Maybe it’s all in the casting, despite the evidence that his actors are somewhat superfluous to his goals. The number that have ended up on his cutting room floor is legendary, although it says as much about their unabated desire to work with a legend as his capacity for pruning and reshaping his projects in the edit (with scant regards for his thespians). The Thin Red Line bears the evidence of this most heavily (star turns from the likes of Travolta and Clooney stick out like a sore thumb as they only appear for a scene or two), and more recently Sean Penn passed comment about how little of his performance remained in The Tree of Life. This time numerous actors (and therefore subplots) vanished from the finished article; there was no Rachel Weisz, or Amanda Peet, or Barry Pepper, or Jessica Chastain, or Michael Sheen. And those we are left with are unable to sufficiently define their characters. With a Ben Affleck, I doubt that all the time in the world would have made his role seem more rounded. But it’s difficult to argue that Javier Bardem has a less than irrepressible screen presence. And yet, he fails to make much impact. So maybe it’s not just about the casting.

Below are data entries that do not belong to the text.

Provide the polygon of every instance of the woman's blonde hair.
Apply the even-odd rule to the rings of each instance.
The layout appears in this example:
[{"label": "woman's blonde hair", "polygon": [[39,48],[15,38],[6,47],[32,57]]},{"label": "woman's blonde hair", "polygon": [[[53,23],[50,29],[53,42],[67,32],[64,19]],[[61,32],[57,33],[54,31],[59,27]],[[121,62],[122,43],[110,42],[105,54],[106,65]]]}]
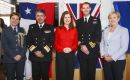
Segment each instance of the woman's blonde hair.
[{"label": "woman's blonde hair", "polygon": [[119,13],[119,12],[113,11],[113,12],[109,13],[109,15],[108,15],[108,19],[109,19],[109,18],[110,18],[110,16],[111,16],[111,15],[113,15],[113,14],[117,15],[117,18],[118,18],[118,19],[120,19],[120,18],[121,18],[121,16],[120,16],[120,13]]}]

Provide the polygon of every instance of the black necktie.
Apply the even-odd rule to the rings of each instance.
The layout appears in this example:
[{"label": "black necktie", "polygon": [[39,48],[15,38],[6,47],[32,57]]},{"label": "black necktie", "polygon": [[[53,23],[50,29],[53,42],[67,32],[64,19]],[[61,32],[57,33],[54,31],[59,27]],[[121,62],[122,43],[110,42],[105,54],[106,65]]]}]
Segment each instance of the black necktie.
[{"label": "black necktie", "polygon": [[87,18],[85,18],[85,22],[87,23],[88,21],[87,21]]},{"label": "black necktie", "polygon": [[40,27],[40,29],[41,29],[41,28],[42,28],[42,25],[40,24],[40,26],[39,26],[39,27]]},{"label": "black necktie", "polygon": [[15,33],[15,34],[17,33],[16,28],[14,28],[14,33]]}]

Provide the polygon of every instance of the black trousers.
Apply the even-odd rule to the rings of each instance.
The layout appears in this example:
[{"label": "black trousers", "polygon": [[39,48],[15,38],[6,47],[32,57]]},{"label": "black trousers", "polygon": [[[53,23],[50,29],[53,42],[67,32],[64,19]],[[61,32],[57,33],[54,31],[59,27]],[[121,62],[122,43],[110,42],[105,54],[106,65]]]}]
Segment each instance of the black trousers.
[{"label": "black trousers", "polygon": [[7,72],[7,80],[24,80],[24,66],[25,61],[17,63],[5,63],[5,69]]},{"label": "black trousers", "polygon": [[56,80],[73,80],[75,54],[56,53]]},{"label": "black trousers", "polygon": [[116,62],[105,61],[103,65],[105,80],[123,80],[125,64],[125,60],[118,60]]},{"label": "black trousers", "polygon": [[49,80],[50,62],[32,62],[33,80]]},{"label": "black trousers", "polygon": [[90,57],[89,55],[78,51],[81,80],[95,80],[96,63],[98,57]]}]

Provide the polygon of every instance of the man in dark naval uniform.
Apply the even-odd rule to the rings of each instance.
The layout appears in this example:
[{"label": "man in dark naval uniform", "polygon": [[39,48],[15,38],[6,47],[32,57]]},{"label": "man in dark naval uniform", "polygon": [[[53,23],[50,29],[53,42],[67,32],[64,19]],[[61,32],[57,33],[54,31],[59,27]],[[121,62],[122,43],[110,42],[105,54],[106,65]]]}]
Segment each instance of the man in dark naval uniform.
[{"label": "man in dark naval uniform", "polygon": [[26,60],[25,30],[19,26],[20,15],[11,13],[10,26],[2,34],[4,49],[3,61],[7,73],[7,80],[24,80],[24,66]]},{"label": "man in dark naval uniform", "polygon": [[79,33],[78,58],[81,80],[95,80],[96,61],[101,41],[101,23],[100,19],[90,15],[90,3],[84,2],[81,10],[83,17],[76,22]]},{"label": "man in dark naval uniform", "polygon": [[36,11],[36,24],[29,26],[27,34],[27,45],[29,59],[32,62],[33,80],[49,80],[48,73],[52,59],[52,45],[54,27],[45,23],[46,14],[44,10]]}]

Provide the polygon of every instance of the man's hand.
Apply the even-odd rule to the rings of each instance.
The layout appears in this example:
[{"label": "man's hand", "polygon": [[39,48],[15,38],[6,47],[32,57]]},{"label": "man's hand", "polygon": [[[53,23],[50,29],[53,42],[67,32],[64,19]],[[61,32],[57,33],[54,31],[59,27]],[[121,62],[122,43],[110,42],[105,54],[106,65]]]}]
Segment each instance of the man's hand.
[{"label": "man's hand", "polygon": [[15,59],[16,61],[20,61],[20,60],[21,60],[21,58],[22,58],[22,56],[21,56],[21,55],[16,55],[16,56],[14,57],[14,59]]},{"label": "man's hand", "polygon": [[44,57],[44,55],[42,54],[41,51],[36,51],[36,52],[34,52],[34,53],[35,53],[35,55],[36,55],[37,57],[40,57],[40,58]]},{"label": "man's hand", "polygon": [[70,53],[72,50],[71,50],[71,48],[69,48],[69,47],[67,47],[67,48],[64,48],[64,53]]},{"label": "man's hand", "polygon": [[85,45],[81,45],[81,51],[87,55],[89,55],[89,50]]}]

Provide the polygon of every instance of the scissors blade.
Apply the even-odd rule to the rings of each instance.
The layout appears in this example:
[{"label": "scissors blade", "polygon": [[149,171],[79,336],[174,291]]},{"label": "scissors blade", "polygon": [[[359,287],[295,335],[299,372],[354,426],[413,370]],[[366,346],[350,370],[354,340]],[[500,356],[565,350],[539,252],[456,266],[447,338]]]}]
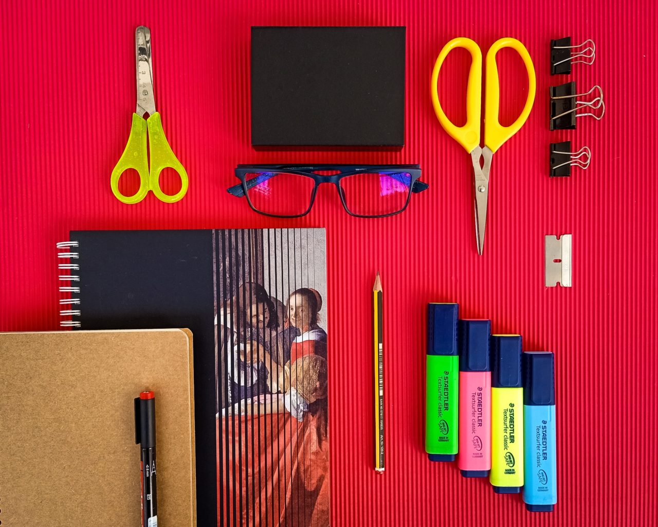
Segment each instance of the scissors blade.
[{"label": "scissors blade", "polygon": [[[484,248],[484,233],[487,226],[487,203],[489,198],[489,169],[491,167],[491,150],[485,146],[473,149],[470,153],[473,161],[475,187],[475,241],[478,244],[478,254],[482,256]],[[484,166],[480,166],[480,159],[484,159]]]},{"label": "scissors blade", "polygon": [[153,94],[153,69],[151,63],[151,30],[139,26],[135,30],[135,61],[137,67],[137,111],[143,117],[145,113],[155,113]]}]

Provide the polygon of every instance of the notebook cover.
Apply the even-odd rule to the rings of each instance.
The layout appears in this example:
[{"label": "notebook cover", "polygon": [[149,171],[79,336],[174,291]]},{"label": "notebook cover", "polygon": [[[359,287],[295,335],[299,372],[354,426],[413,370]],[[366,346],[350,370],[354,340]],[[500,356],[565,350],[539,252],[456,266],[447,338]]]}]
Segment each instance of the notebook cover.
[{"label": "notebook cover", "polygon": [[[658,343],[655,2],[163,0],[136,11],[126,0],[111,7],[24,0],[4,7],[0,71],[7,80],[0,92],[12,103],[0,104],[0,329],[59,327],[54,247],[72,229],[324,227],[333,328],[332,524],[657,525],[658,456],[644,445],[658,437],[658,412],[640,403],[658,378],[658,355],[651,352]],[[187,195],[174,205],[149,195],[127,206],[110,190],[135,109],[139,24],[151,30],[164,132],[190,175]],[[322,24],[407,26],[401,151],[254,150],[251,27]],[[27,27],[38,38],[26,38]],[[82,44],[86,28],[93,28],[93,45]],[[550,41],[567,36],[574,43],[592,39],[596,60],[574,65],[570,76],[551,76]],[[434,61],[457,36],[473,39],[484,55],[497,39],[517,38],[537,74],[527,122],[494,156],[482,256],[473,234],[470,159],[441,127],[429,94]],[[201,42],[209,47],[200,47]],[[34,74],[26,74],[26,57]],[[525,70],[513,50],[501,51],[496,61],[501,121],[509,125],[525,100]],[[81,88],[81,65],[91,68],[88,90]],[[440,78],[440,100],[457,124],[466,119],[470,66],[468,53],[455,50]],[[572,79],[579,91],[603,88],[605,115],[600,121],[578,118],[576,130],[551,132],[549,87]],[[87,117],[83,107],[92,108]],[[551,179],[547,147],[567,140],[590,147],[592,164]],[[430,188],[413,196],[403,214],[375,221],[345,214],[328,188],[319,189],[309,215],[280,221],[226,194],[238,182],[238,163],[309,162],[420,163]],[[180,185],[175,175],[161,180],[169,193]],[[546,289],[544,236],[563,233],[573,235],[573,287]],[[390,352],[383,476],[372,467],[368,380],[378,269],[384,309],[392,306],[384,319]],[[495,495],[453,465],[428,462],[419,387],[425,382],[426,306],[432,301],[459,302],[465,318],[491,318],[492,331],[522,334],[526,349],[555,352],[554,513],[533,515],[519,496]]]},{"label": "notebook cover", "polygon": [[158,516],[195,525],[191,334],[0,333],[0,356],[3,527],[139,525],[133,401],[145,389],[156,399]]},{"label": "notebook cover", "polygon": [[251,144],[402,146],[404,27],[251,28]]},{"label": "notebook cover", "polygon": [[[238,517],[241,524],[257,516],[265,522],[278,516],[295,524],[328,524],[326,334],[318,321],[318,313],[327,310],[324,229],[73,231],[70,239],[78,243],[80,270],[75,272],[80,276],[80,304],[76,307],[82,329],[178,325],[194,333],[199,523],[232,524]],[[309,328],[300,323],[295,330],[286,322],[285,306],[294,291],[309,288],[315,292],[314,324]],[[277,319],[276,325],[247,326],[253,318],[249,298],[256,290],[266,291],[269,305],[272,310],[276,306],[271,317],[272,323]],[[300,302],[307,304],[305,292]],[[232,321],[238,312],[243,316]],[[297,337],[298,346],[293,342]],[[305,359],[295,366],[294,350],[306,350],[310,344],[302,341],[312,339],[321,341],[313,346],[324,349],[320,358]],[[299,370],[310,377],[321,370],[324,380],[319,381],[318,391],[324,395],[306,393],[313,408],[297,414],[293,421],[290,405],[305,404],[297,397],[301,387],[293,401],[290,389],[295,382],[282,381],[280,388],[273,389],[264,371],[256,368],[256,377],[261,377],[255,383],[236,383],[234,365],[251,371],[245,364],[249,361],[238,357],[241,348],[251,343],[266,348],[277,367],[287,367],[289,373]],[[309,360],[312,365],[305,364]],[[271,392],[280,393],[280,407],[276,407],[280,412],[252,419],[252,402],[257,409],[257,397]],[[273,428],[280,431],[280,439],[272,436]],[[310,439],[304,439],[311,428],[321,431],[315,443],[322,448],[313,451],[307,448]],[[304,487],[304,492],[299,485],[305,480],[297,476],[305,466],[297,462],[300,456],[308,460],[315,478],[315,484],[307,485],[313,488]],[[281,478],[272,477],[275,462],[284,474]],[[295,492],[291,494],[293,487]],[[308,514],[286,516],[286,511],[298,508]]]},{"label": "notebook cover", "polygon": [[212,231],[72,231],[83,329],[189,327],[194,335],[197,516],[216,509]]}]

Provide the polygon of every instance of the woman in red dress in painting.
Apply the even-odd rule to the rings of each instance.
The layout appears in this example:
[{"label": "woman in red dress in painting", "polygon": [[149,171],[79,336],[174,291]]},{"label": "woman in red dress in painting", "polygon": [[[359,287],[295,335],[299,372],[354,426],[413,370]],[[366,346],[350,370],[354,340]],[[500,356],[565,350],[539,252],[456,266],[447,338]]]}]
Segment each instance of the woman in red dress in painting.
[{"label": "woman in red dress in painting", "polygon": [[[272,393],[224,412],[222,418],[234,420],[243,436],[241,442],[238,431],[229,438],[236,445],[230,457],[237,476],[230,470],[220,474],[223,481],[218,485],[218,495],[223,489],[218,503],[226,505],[226,524],[237,516],[241,525],[329,525],[327,335],[318,324],[321,307],[315,290],[302,288],[290,294],[286,323],[298,334],[283,367],[268,370]],[[263,347],[254,343],[249,347],[251,362],[266,368],[272,364]]]}]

What survives the mass slaughter of Malick’s editing process is almost wilfully oblique; it’s clear that the director has intentionally repositioned Affleck’s Neil at arm’s length, such that he is witnessed through the eyes of those with whom he has relationships (mainly Olga Kurylenko’s Marina). But the actor’s a bit of a blank at the best of times (either stoical or wooden, depending on the role). Neil is granted very little dialogue, either voiceover or spoken, and one assumes that he is impenetrable because that’s how Marina sees him. The problem is, the picture as a whole is content to occupy this space, out of reach and inert. It’s as if Malick wishes to tread as closely to a non-narrative form as possible. He hangs the loosest of threads together, daring the imponderables to stick. 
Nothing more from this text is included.